Le gouvernement devrait s’assurer que la recherche publique ne soit pas financée à un taux plus bas que 25 à 30%, que les chercheurs soient libres de définir la façon d’utiliser leur argent pour être compétitifs face aux grandes universités étrangères, qui souvent sont autonomes, privées (Stanford), riche (Cambridge), puissante (Harvard). Il est temps pour être compétitifs de revaloriser aussi fortement le salaire les chercheurs, pour améliorer le recrutement de candidats multivalents, capables de jongler entre plusieurs disciplines dont l’économie, l’éducation, et autres domaines nécessaires à la survie d’une nation.

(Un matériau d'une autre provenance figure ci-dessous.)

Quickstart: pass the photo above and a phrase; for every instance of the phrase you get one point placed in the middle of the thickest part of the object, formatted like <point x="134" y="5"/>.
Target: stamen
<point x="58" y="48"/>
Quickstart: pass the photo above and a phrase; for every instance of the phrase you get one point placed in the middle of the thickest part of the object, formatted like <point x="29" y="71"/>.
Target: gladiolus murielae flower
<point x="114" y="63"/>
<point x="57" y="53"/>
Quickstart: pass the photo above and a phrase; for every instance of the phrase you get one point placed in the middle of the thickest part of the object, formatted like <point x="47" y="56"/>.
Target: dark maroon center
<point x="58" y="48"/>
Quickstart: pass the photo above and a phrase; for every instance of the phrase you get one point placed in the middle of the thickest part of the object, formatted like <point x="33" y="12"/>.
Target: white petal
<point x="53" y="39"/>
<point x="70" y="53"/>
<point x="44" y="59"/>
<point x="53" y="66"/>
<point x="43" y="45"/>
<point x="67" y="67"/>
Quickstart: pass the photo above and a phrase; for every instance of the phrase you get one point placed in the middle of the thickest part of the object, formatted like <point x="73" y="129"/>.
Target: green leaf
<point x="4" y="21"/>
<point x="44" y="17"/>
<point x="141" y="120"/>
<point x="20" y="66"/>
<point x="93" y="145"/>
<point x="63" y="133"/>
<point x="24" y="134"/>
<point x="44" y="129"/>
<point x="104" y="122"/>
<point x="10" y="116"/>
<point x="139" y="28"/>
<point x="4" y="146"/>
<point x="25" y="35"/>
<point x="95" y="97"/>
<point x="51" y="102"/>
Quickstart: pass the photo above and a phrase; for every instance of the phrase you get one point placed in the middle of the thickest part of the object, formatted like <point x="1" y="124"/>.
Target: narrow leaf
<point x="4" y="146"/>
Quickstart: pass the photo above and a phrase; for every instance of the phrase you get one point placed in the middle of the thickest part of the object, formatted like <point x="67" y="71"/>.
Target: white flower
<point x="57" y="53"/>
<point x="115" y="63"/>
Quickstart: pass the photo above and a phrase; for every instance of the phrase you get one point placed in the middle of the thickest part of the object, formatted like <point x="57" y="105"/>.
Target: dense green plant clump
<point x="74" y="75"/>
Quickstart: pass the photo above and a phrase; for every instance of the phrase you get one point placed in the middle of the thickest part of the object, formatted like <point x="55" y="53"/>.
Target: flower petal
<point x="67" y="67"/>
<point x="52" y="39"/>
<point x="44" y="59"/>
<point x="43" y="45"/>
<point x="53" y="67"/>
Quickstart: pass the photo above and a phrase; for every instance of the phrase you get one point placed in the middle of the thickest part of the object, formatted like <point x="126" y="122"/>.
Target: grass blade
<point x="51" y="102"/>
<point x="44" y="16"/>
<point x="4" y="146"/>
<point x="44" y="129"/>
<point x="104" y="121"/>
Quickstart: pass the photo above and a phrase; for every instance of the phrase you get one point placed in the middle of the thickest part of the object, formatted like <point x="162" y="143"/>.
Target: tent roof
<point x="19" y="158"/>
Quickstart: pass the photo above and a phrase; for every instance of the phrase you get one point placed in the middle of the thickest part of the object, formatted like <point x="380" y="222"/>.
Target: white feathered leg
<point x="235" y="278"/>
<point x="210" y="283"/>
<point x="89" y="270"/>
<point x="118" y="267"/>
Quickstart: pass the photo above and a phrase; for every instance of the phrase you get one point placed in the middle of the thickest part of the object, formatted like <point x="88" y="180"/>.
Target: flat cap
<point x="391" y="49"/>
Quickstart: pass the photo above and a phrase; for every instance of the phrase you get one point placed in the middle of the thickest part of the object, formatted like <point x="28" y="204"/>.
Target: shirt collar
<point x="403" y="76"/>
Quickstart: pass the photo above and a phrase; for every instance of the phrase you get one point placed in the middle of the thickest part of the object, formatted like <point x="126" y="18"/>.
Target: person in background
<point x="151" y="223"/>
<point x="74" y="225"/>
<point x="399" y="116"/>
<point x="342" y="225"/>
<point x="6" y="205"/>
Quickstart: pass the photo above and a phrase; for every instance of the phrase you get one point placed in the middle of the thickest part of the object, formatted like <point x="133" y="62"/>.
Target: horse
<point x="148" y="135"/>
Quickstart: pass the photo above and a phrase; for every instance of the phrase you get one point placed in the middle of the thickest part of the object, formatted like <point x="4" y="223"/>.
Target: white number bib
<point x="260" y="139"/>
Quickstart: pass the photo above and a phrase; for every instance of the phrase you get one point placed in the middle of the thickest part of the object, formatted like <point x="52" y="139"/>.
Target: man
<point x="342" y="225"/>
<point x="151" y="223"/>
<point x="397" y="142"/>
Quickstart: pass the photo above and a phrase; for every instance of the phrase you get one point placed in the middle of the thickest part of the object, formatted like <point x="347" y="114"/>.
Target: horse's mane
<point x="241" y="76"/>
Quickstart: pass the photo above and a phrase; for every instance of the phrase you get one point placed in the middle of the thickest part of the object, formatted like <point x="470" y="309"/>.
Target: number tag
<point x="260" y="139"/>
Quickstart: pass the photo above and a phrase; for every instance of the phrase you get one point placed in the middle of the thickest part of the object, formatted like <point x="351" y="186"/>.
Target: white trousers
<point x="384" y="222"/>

La population intéressée par le savoir ne doivent hésiter ni à aller au contact de leurs chercheurs ni à les aider en les finançant directement, en leur faisant des dons, en se regroupant pour créer des fondations, en incitant leur employeur à convaincre les structures fortes de l’économie à investir dans la science et la technologie à court et à long terme : Les retombées à long terme sont les plus porteuses. Tout le monde bénéficiera d’une recherche forte : non seulement le pays s’enrichira, mais les chercheurs amèneront des retombées qui contribueront à une vie meilleure : rappelons-nous, Louis Pasteur, avec la pasteurisation, l’hygiène, le vaccin contre la rage, …a permis de faire gagner l’espérance de vie en bonne santé de plus de 10 ans. C’est ce genre de révolution qu’il faut avoir en tête. Pasteur avait bénéficié d’un soutien financier populaire énorme. Et il l’a bien rendu. 

En contrepartie, comme dans un effort de guerre, une partie des chercheurs est en train d’aider à redresser l’économie en créant des start-ups innovatrices, d’autres pourront aider à faire repartir le système scolaire, dont la première étape est de redonner l’autorité au maitre. Il faudra être capable de recruter les chercheurs qui pourront mener de front des activités de recherche théorique, appliquées, qui auront pu s’aguerrir pendant au moins 5 ans à l’étranger. Si Google, les drones, Amazon ,le téléphone cellulaire, les microprocesseurs, …avaient été générés en France et si les boîtes pharma n’avaient pas quitté la France, nous payerions clairement la moitié moins de taxes, qui seraient payées par les impôts sur le revenu de ces entreprises. Un espoir naît en ce moment avec les grandes données, la médecine prédictive, l’intelligence artificielle, et surtout avec un retour vers la production du savoir en tant que richesse, qui est aussi source de force, de puissance et de bien-être : Comment va-t-on occuper l’humanité si elle n’est pas conçue avec pour principe et pour but le savoir ? 

 David Holcman.

Remerciement :

Je remercie J. M Victor (physicien, Sorbone-CNRS), A. Arneodo+, S. Jaffard (mathematicien, Universite Paris creteil) pour les discussions sur le financement de la recherche.